The point here, is that dealers play a critical role in the swaps market, and if they happen to have a position in the underlying asset, that is completely by the chance of what an affiliated proprietary investing desk is doing.  A naked position by a dealer is different from a naked position for an end-user. 

Also, I'm not sure that I'd agree with Stephen that "credit is not a commodity."  A bespoke corporate loan is not, but what about when that corporate loan is bundled into a CLO and churned out as securities?  Or how about the consumer context, where there are standard form contracts, frequent resales of the debt, and sometimes no collateral involved (e.g., credit card debt)? 

[Updated 5/23 at 11:30pm EDT-thx to Wilchy and Marks for corrections]

Comments

Professor Levitin:
While inner workings of ABACUS 2007-AC1 Swap 1 and 2 and whether dealers and subprime shorts had skin in the game are no doubt fascinating on some level, please allow me to add yet another point to CDS debate that further defines the role of dealers and market makers.
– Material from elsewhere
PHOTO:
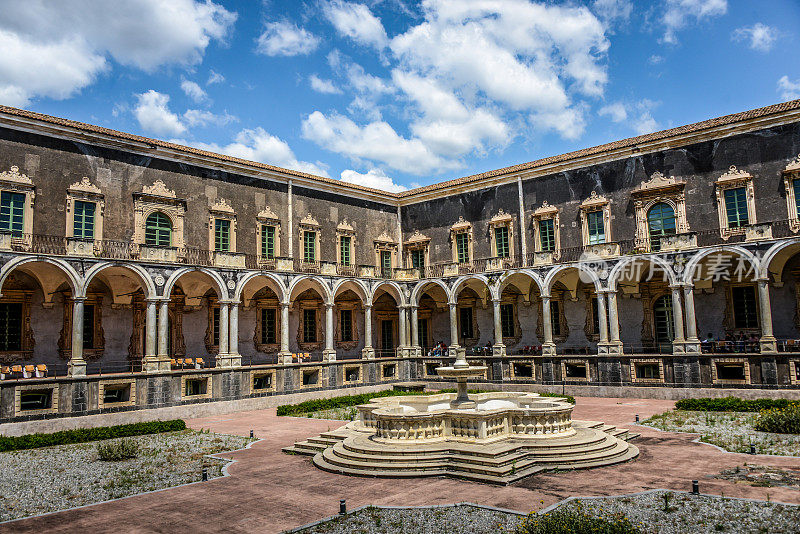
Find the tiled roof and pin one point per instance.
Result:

This would be their part in deal selection, choosing reference collateral for CDOs in which there are elements that go to the core of CDS scheme plan as it relates to MBS.

Consider the Abacus deal in which there are 90 Reference Entities referring to MBS trusts with 16 different servicers involved, all of which have long and egregious histories of mortgage servicing fraud.

Servicers w/ number of Abacus entities serviced:

Wells Fargo - 26
OptionOne - 11
Select Portfolio Servicing - 9 FKA Fairbanks Capital
Aurora - 9
WAMU - 6
Countrywide - 6
Saxon - 5
JPMC - 3
HomEq - 3
HomeLoanServ. - 3
WilshireCredit - 2
Fremont - 2
Ameriquest - 2
Novastar - 1
CitiMortgage - 1
LongBeach - 1

Of these 90 Reference Entities, 11 comprising 12% are also ABX Reference Entities. ABX Index reference entities were riddled with mortgage servicing fraud that enriched proprietary trading desks as well as many hedge funds.

Just to pour more gasoline on this bonfire, of the 90 Reference Entities, 9 of them (10%) were serviced by Select Portfolio Servicing, http://www.ftc.gov/fairbanks , yes that one. At first blush we already have 22% of ABACUS 2007-AC1 in the hands of known predatory servicers, all of whom have been widely litigated for such.

Professor, you yourself wrote " Foreclosure is frequently more profitable . . ." Just as servicers are incentivized to foreclose, dealers and market makers are incentivized to select reference entities that have servicers engaging in fraud, fabricating defaults for CDS profit.

Even more insidious is replication over and over again of these very same reference entities in many different CDOs. A recent WSJ piece examined how this practice spread the subprime virus which in my view utilized mortgage servicing fraud to game CDS bets and spun this rigged casino out of control. "One mortgage bond, Soundview Home Loan Trust 2006-OPT5 M8, was a component of the ABX and showed up in more than 30 CDOs."
http://online.wsj.com/article/SB10001424052748703969204575220300651236446.html
If this link fails, Google "Senate's Goldman Probe Shows Toxic Magnification"

Professor, while it may be academically fascinating to examine CDO deal minutia, there is a far more pressing issue here in need of continued scholarly attention. It's high time the cone of silence was lifted from mortgage servicing fraud because it is truly the incendiary that set this inferno ablaze. It is becoming more and more evident that reference entities were not so much selected but targeted on the basis on complicit servicers. As more CDOs come under the microscope, it's only a matter of time before federal prosecutors realize the complicity of dealers and servicers in this massive insider trading scheme that caused millions of Americans to lose their homes in fraudulent foreclosures.